So far, everyone I ask has seemed glad to help me. Every time I feel overcome with gratitude and humility. Who am I to receive their attention and sympathy?
And now, I’m shedding all dignity online and begging people to help. Each of you is a miracle of support for me. The messages of understanding, encouragement, and appreciation for this writing give me a lift and sense of purpose and hope that nothing else could provide. Thank you. God bless you.
No one asked his permission or notified him of the release of information.
The senior pastor’s wife also has known of his diagnosis all along, because the senior pastor spoke with my husband’s doctor on his cell phone while his wife was in the car.
WTF?!? WHO THINKS THIS IS OK?
Apparently, the church council was sworn to secrecy. How reassuring! A dozen people are walking around church, making important decisions related to my husband’s life, and clandestinely toting his personal information. You may as well just stop me in the hall and say, “I don’t give a s*** about your family.”
Why would a church council ever discuss anything about anybody if they needed to be sworn to secrecy?
It also turns out that some council members suggested that my husband be fired as soon as he went on medical leave. Because that’s legal. And ethical. And, you know, compassionate.

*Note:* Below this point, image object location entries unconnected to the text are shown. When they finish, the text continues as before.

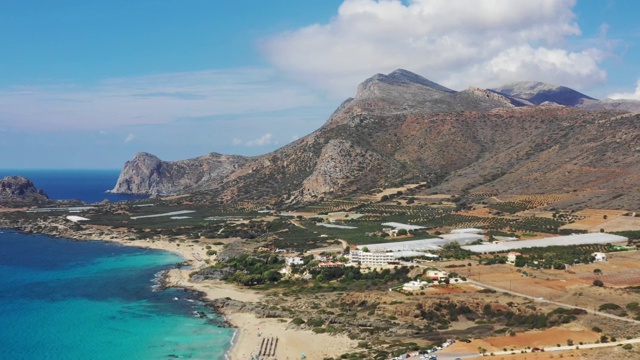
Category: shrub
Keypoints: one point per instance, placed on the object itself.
(297, 321)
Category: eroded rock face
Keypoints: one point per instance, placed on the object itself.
(402, 128)
(18, 190)
(340, 163)
(147, 174)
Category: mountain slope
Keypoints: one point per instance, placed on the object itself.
(20, 191)
(403, 128)
(539, 93)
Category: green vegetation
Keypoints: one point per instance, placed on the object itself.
(555, 257)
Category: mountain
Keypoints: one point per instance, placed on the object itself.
(147, 174)
(539, 93)
(20, 191)
(403, 128)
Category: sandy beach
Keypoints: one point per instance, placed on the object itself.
(252, 331)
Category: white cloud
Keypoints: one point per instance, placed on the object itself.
(628, 95)
(457, 43)
(263, 140)
(266, 139)
(149, 100)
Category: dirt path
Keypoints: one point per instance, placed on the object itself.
(543, 300)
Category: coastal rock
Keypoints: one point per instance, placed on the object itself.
(20, 191)
(147, 174)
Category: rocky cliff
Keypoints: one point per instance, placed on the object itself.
(401, 127)
(20, 191)
(147, 174)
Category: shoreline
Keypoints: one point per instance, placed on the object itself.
(233, 303)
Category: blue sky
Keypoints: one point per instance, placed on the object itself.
(87, 84)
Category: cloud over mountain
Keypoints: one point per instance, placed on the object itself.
(482, 42)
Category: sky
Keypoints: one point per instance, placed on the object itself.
(88, 83)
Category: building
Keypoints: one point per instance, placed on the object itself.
(330, 264)
(511, 257)
(294, 261)
(415, 285)
(437, 275)
(371, 258)
(467, 231)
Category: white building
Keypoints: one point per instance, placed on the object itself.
(467, 231)
(371, 258)
(511, 257)
(599, 257)
(296, 260)
(415, 285)
(437, 275)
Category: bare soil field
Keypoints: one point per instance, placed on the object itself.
(609, 220)
(621, 270)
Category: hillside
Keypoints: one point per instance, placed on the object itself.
(20, 191)
(403, 128)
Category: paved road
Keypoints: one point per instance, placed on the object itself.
(543, 300)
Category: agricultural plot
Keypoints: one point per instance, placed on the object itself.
(331, 206)
(528, 202)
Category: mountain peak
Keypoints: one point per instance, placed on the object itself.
(401, 77)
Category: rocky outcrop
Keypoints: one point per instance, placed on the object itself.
(539, 93)
(403, 128)
(339, 164)
(147, 174)
(20, 191)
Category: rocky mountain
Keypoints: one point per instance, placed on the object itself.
(20, 191)
(147, 174)
(400, 128)
(539, 93)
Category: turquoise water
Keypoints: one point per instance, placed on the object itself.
(63, 299)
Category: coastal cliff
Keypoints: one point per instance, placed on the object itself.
(524, 138)
(20, 191)
(147, 174)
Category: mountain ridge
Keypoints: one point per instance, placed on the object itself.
(402, 127)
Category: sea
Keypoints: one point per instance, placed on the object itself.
(66, 299)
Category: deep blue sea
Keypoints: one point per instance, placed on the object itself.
(65, 299)
(86, 185)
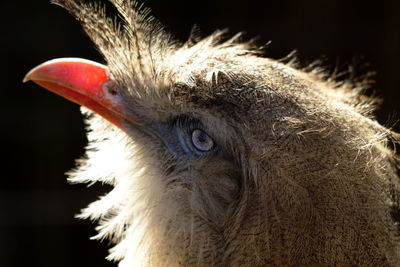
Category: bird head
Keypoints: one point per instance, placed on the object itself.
(219, 156)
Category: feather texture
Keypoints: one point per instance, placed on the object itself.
(310, 180)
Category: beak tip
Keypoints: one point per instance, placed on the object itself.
(26, 78)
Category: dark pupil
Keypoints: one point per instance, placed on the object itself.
(202, 137)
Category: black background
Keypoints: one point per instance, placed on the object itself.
(42, 133)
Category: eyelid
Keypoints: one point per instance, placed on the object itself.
(186, 126)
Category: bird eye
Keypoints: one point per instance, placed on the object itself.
(202, 141)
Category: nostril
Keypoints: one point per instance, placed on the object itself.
(111, 87)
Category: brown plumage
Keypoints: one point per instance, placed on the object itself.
(298, 172)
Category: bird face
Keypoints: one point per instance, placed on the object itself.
(221, 157)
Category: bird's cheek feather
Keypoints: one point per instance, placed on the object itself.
(83, 82)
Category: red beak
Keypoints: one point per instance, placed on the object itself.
(83, 82)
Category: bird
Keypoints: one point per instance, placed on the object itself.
(220, 156)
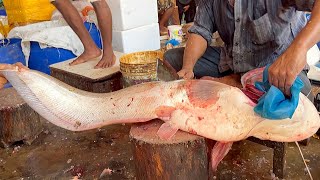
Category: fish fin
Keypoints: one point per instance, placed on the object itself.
(203, 93)
(166, 131)
(164, 112)
(219, 151)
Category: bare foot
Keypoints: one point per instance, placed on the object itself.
(106, 61)
(3, 81)
(88, 55)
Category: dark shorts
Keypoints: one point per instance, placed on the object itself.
(207, 65)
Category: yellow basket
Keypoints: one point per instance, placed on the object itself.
(140, 67)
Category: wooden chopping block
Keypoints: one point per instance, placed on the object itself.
(85, 77)
(18, 122)
(183, 157)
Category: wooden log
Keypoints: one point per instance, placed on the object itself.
(183, 157)
(85, 77)
(18, 122)
(102, 85)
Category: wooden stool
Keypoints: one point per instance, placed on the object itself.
(18, 122)
(85, 77)
(183, 157)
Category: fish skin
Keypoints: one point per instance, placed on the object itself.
(210, 109)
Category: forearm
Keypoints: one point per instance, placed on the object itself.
(310, 34)
(195, 48)
(105, 23)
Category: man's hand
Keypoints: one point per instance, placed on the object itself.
(284, 71)
(186, 74)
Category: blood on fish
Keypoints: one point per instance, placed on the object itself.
(201, 93)
(192, 131)
(164, 111)
(130, 102)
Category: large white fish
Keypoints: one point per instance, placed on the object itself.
(210, 109)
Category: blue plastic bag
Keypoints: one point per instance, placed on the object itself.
(274, 104)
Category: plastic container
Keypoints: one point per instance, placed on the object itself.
(3, 12)
(139, 67)
(41, 59)
(175, 32)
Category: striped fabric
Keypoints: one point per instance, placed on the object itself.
(255, 32)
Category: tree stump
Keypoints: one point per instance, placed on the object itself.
(85, 77)
(183, 157)
(102, 85)
(18, 122)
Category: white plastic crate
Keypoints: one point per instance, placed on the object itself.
(129, 14)
(145, 38)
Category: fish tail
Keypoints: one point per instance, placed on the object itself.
(31, 99)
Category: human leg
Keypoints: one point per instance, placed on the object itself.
(74, 20)
(105, 25)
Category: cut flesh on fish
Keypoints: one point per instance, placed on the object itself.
(207, 108)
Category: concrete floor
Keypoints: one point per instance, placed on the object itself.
(61, 154)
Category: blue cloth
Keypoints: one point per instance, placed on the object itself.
(174, 42)
(274, 104)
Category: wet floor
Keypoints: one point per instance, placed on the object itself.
(61, 154)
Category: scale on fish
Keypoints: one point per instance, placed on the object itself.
(207, 108)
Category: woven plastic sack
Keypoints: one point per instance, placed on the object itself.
(22, 12)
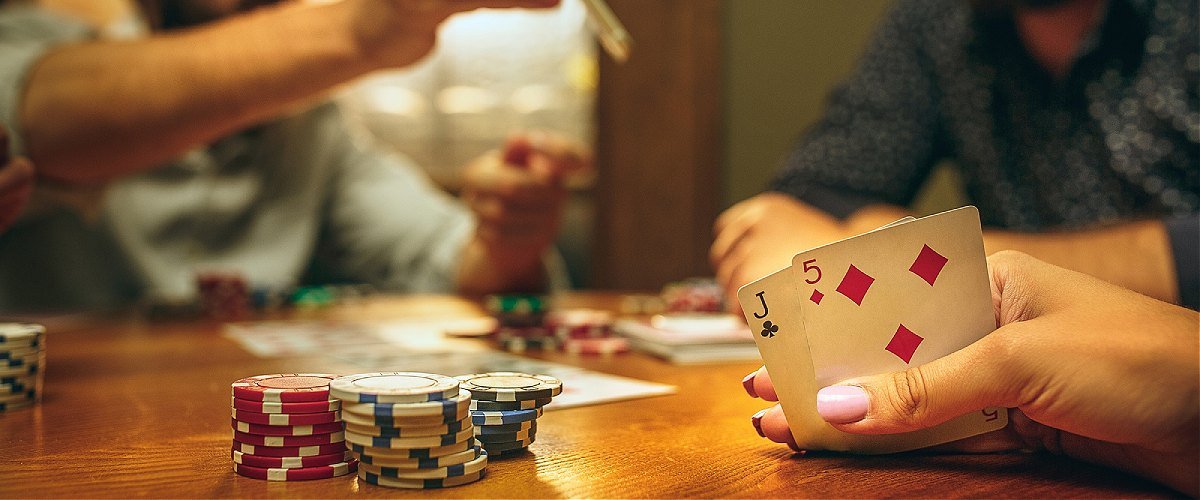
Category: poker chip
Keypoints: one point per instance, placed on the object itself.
(317, 428)
(505, 428)
(421, 453)
(310, 407)
(405, 421)
(421, 463)
(407, 431)
(286, 387)
(474, 465)
(289, 451)
(394, 387)
(289, 462)
(394, 482)
(523, 435)
(286, 419)
(504, 416)
(411, 443)
(455, 407)
(301, 474)
(509, 386)
(288, 440)
(15, 335)
(501, 447)
(497, 405)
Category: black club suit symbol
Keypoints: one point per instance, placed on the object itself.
(769, 329)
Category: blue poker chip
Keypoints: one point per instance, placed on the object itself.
(503, 416)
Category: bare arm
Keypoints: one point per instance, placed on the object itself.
(136, 104)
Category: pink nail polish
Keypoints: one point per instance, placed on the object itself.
(756, 420)
(841, 403)
(748, 384)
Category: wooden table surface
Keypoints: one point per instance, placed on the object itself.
(138, 408)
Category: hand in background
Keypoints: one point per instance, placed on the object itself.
(517, 196)
(1090, 369)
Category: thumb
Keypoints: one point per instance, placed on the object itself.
(918, 397)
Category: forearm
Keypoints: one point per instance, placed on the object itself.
(97, 110)
(1135, 254)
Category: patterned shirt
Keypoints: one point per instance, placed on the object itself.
(1117, 138)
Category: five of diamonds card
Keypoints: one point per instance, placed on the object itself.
(895, 297)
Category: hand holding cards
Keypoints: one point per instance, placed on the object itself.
(883, 301)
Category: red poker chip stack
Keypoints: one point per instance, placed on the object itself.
(695, 295)
(286, 427)
(223, 295)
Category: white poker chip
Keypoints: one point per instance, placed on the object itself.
(510, 386)
(394, 387)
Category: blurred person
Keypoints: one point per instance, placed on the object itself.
(223, 154)
(1087, 369)
(1075, 125)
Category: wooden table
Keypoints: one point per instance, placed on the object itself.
(138, 408)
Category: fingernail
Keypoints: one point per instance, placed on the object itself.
(756, 420)
(841, 403)
(748, 384)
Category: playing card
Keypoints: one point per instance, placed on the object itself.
(897, 297)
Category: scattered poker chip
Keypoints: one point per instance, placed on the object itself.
(407, 431)
(423, 463)
(405, 421)
(523, 435)
(474, 465)
(289, 440)
(21, 333)
(597, 345)
(289, 462)
(393, 482)
(289, 451)
(423, 453)
(286, 387)
(424, 441)
(309, 407)
(501, 447)
(504, 416)
(286, 419)
(515, 303)
(510, 386)
(394, 387)
(496, 405)
(503, 428)
(455, 407)
(301, 474)
(317, 428)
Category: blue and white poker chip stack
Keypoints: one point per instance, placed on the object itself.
(22, 365)
(409, 429)
(505, 407)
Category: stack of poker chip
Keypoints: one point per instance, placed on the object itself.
(409, 429)
(585, 332)
(286, 427)
(22, 365)
(505, 407)
(521, 321)
(694, 295)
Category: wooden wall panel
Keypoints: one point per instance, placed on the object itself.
(658, 146)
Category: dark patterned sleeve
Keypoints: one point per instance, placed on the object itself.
(1183, 233)
(879, 137)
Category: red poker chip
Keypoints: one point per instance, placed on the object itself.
(285, 387)
(288, 440)
(288, 462)
(305, 407)
(286, 419)
(303, 474)
(288, 451)
(317, 428)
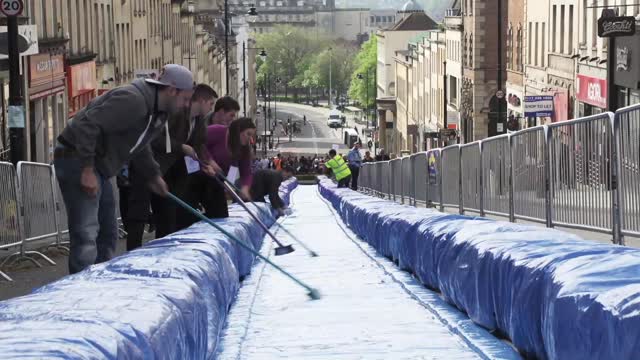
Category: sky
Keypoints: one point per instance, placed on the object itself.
(434, 8)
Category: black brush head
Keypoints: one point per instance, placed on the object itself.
(284, 250)
(314, 294)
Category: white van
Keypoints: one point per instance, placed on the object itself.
(335, 119)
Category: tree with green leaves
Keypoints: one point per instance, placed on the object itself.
(290, 51)
(340, 60)
(363, 78)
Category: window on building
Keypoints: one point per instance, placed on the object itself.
(453, 90)
(543, 49)
(529, 43)
(570, 45)
(465, 50)
(510, 48)
(594, 26)
(583, 39)
(536, 46)
(562, 30)
(519, 52)
(471, 50)
(554, 22)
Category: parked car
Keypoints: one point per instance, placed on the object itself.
(335, 119)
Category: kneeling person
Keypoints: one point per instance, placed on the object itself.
(340, 169)
(266, 182)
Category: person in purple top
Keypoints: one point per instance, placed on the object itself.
(230, 153)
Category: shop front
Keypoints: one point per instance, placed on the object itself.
(515, 109)
(46, 103)
(82, 85)
(591, 95)
(627, 72)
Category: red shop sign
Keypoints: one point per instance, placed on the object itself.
(592, 91)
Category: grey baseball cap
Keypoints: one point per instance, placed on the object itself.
(174, 75)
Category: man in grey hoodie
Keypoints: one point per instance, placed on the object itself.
(112, 129)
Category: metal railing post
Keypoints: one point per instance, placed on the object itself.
(439, 181)
(616, 218)
(481, 181)
(460, 194)
(512, 216)
(547, 177)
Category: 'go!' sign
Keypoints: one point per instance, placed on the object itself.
(11, 7)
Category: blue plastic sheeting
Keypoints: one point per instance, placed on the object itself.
(369, 309)
(167, 300)
(553, 294)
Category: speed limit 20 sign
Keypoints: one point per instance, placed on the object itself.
(11, 7)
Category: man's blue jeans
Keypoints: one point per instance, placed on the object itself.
(93, 230)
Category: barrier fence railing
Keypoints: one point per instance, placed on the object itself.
(32, 214)
(582, 174)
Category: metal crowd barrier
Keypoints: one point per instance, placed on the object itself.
(627, 145)
(364, 181)
(582, 174)
(496, 176)
(581, 180)
(407, 180)
(470, 175)
(396, 173)
(451, 176)
(434, 178)
(420, 167)
(385, 179)
(10, 219)
(375, 179)
(529, 174)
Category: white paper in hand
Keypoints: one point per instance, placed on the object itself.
(192, 165)
(234, 174)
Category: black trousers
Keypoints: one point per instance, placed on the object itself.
(344, 182)
(164, 210)
(138, 203)
(355, 173)
(203, 191)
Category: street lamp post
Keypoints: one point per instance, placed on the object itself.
(330, 82)
(252, 14)
(263, 55)
(226, 42)
(366, 101)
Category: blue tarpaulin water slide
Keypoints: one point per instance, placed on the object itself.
(458, 282)
(553, 294)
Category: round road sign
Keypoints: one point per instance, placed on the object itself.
(11, 7)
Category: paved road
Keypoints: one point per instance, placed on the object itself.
(27, 277)
(365, 312)
(315, 138)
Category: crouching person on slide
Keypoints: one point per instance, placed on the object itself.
(266, 182)
(115, 127)
(340, 169)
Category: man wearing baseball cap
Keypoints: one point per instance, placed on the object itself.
(112, 129)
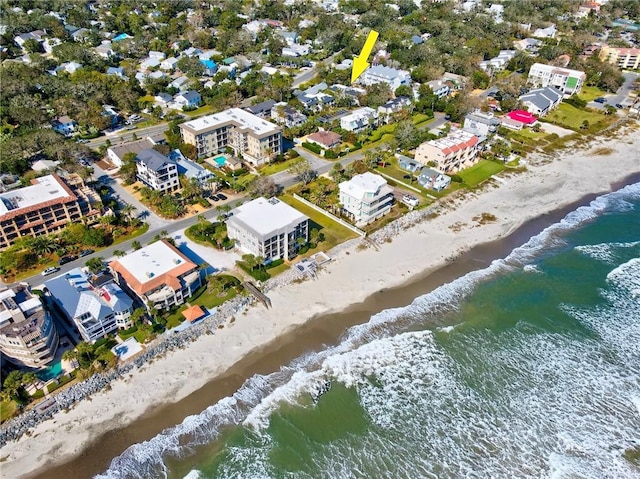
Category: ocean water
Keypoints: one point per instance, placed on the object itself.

There are so many things about this that make me want to scream and kick and punch everyone. The one I keep returning to is that this affects our entire family. The pre-existing conflict and the exposure of his medical leave already made me feel anxious and unsafe on Sunday mornings. Now I also feel like I cannot trust the leadership of our congregation to treat us with respect.
I have no idea what was accomplished by sharing this information. Maybe it helped them decide not to fire my husband? Perhaps I should say thank you.
I feel like the purpose was to satisfy some voyeuristic, morbid curiosity about our family. As far as I can tell, we have not benefited from any compassionate impulses inspired by awareness of his condition. There’s been almost no indication that any of the council members imagine that we might all be suffering as a result of his illness, or their cavalier attitude toward it. I am hopeless in trying to discern how to protect my family and have a forgiving, compassionate attitude toward these people. It feels like we are at entirely cross purposes.
Saturday, July 18, 2009
Several months ago, as the conflict at church intensified, my husband’s health deteriorated such that he had to go on medical leave for severe depression. He entered a short-term hospital program and then, over a few months, gradually returned to a full-time schedule at work. Because church was the vise that crushed him, it was important that he completely separate from it for a time. On the recommendation of his physician, the staff and parishioners were asked not to call or stop by our home.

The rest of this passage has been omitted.